One of my client has been fighting a very strange problem and there is not much literature on the topic, NUMA Node Imbalance.
- 8 NUMA nodes with 6 cores each; totaling 48 cores.
- 256GB memory.
- 12 Instances of SQL Server; mix of SQL Sever 2012 Latest Build and SQL Server 2008 R2 SP2.
- NUMA node 0 pinned to 100% when all 12 instances are set to automatic CPU affinity setting. This is recommended as default, there have been very few cases where I have had to consider changing this. Generally default is fine, the SQL Server internal engine (or SQLOS)’s scheduler handle is very efficient at distributing load. So why do we have it that NUMA node 0 was pinned?
- Initial Troubleshooting
Any time we have performance problem on a server that is running SQL Sever instances; my first question to ask is, is it really SQL Sever? Looking at task manager or resource governor, both show highest CPU utilization of under 5%. This is not surprising, as the CPU in both of these tools provides an average over all CPUs. Therefore there is no easy way to know which instances were causing the NUMA Node 0 on the server to pin. There is nothing obvious that is also visible if I filter through the DMV/DMFs with in each instance.

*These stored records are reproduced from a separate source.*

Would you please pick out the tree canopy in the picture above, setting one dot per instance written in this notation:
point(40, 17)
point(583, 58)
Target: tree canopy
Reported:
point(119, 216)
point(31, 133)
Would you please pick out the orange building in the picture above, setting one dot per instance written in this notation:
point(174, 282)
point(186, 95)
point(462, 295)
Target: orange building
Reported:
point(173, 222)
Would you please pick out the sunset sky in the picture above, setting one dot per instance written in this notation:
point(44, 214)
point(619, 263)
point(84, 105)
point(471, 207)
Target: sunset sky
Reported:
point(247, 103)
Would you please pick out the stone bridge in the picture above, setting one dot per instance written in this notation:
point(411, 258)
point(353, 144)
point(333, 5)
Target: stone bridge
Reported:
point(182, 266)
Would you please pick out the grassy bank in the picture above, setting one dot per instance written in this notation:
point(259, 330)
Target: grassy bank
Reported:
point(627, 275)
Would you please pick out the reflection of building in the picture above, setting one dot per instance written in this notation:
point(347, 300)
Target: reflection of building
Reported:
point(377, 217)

However due to performance issues, my client decided to manually distribute the load across the 8 NUMA nodes by using CPU affinity mask setting. And sure enough load on NUMA node 0 went down; however he only did it for subset of the instances. So load decreased from 100% to about 70%.
Research and Investigation
While doing investigation, I only found two KB articles that talk about NUMA node performance issue on SQL Server 2012, KB2819662 and KB2926223. However, all the SQL Server 2012 instances are on latest build; therefore, these hot fixes did not apply. I also found KB relating to operating system and NUMA processor pressure issues, however all turned out to be not the issue here. Because even operating system was fully patched.
In order to troubleshoot what is causing CPU pressure issue on NUMA node 0, we decided to move all instances off NUMA node 0 by using CPU affinity mask setting. In doing so we eventually found instances that was causing the load. There were 6 instances that were contributing the load.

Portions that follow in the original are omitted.